The Red Planet, Earth’s second-closest cosmic cousin, has been a subject in our stories for decades. Between the promise of water underneath its icy surface and fantasies of martian visits, Mars doesn’t need to do much to be in everyone’s imagination.
But soon, the Red Planet is not just going to be close to our hearts, but also incredibly near to our planet – at approximately 62.1 million kilometers. The event will mark the closest approach it’ll be for the next 15 years. Here is what you need to know.
What Should You Know
Mars will get very close to our planet this week, a mere 62.1 million kilometers. Such a thing means that stargazing is highly recommended as the Red Planet will be big, bright, and easy to spot with or without a telescope. It’s better if you check out a sky chart before to figure out where Mars will be in the night sky in your region.

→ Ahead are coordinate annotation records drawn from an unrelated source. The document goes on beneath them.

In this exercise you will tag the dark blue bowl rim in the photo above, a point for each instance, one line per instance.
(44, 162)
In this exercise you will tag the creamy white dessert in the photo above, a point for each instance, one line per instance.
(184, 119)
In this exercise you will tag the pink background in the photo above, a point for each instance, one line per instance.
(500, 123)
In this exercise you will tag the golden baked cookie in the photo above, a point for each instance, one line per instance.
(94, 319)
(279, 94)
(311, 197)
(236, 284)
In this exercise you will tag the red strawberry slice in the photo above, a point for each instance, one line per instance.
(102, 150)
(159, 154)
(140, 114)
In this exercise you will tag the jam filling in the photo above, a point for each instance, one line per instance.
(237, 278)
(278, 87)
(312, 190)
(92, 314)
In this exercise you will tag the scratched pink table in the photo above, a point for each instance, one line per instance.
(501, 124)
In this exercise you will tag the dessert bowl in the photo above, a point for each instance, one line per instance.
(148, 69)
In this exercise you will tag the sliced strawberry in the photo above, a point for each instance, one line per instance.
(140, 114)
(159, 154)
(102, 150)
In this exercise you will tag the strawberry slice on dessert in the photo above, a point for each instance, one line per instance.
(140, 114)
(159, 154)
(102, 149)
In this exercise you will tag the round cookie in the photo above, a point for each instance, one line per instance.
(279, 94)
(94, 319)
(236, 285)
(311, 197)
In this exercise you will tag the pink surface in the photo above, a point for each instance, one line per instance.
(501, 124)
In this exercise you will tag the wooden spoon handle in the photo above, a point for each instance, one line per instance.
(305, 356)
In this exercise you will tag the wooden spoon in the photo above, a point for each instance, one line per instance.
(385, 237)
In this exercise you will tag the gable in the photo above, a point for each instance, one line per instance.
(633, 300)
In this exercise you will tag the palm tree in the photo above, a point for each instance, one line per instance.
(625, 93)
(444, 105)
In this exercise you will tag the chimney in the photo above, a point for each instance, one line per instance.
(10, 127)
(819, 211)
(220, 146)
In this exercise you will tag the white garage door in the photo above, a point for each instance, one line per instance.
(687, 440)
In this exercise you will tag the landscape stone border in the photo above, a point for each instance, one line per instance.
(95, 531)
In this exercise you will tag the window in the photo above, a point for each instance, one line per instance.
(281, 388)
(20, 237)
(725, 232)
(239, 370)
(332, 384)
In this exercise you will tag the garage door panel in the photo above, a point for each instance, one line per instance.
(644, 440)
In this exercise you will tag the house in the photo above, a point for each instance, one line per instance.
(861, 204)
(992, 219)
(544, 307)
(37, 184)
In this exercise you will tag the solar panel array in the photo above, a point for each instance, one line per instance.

The good news is that Mars will be in a region of the night sky with few stars. If you’re lucky, you should also be able to spot Saturn and Jupiter shining close, brightly closer to the horizon. On October 6, we’ll be the absolute closest to Mars.
Why Does Mars Get So Close to Earth?
When Mars and our planet are both on slightly elliptical orbits, they can occasionally get very close to each other. And the closest encounter is when Earth is the furthest away from the Sun, known as aphelion, and the Red Planet is the closest to the Sun, the perihelion.
At that point, the two would be at approximately 54.6 million kilometers apart. The configuration is called an opposition, and it occurs every two years.
The upcoming event is a pretty unique chance that we won’t have again until 2035. So, make sure you spot Mars!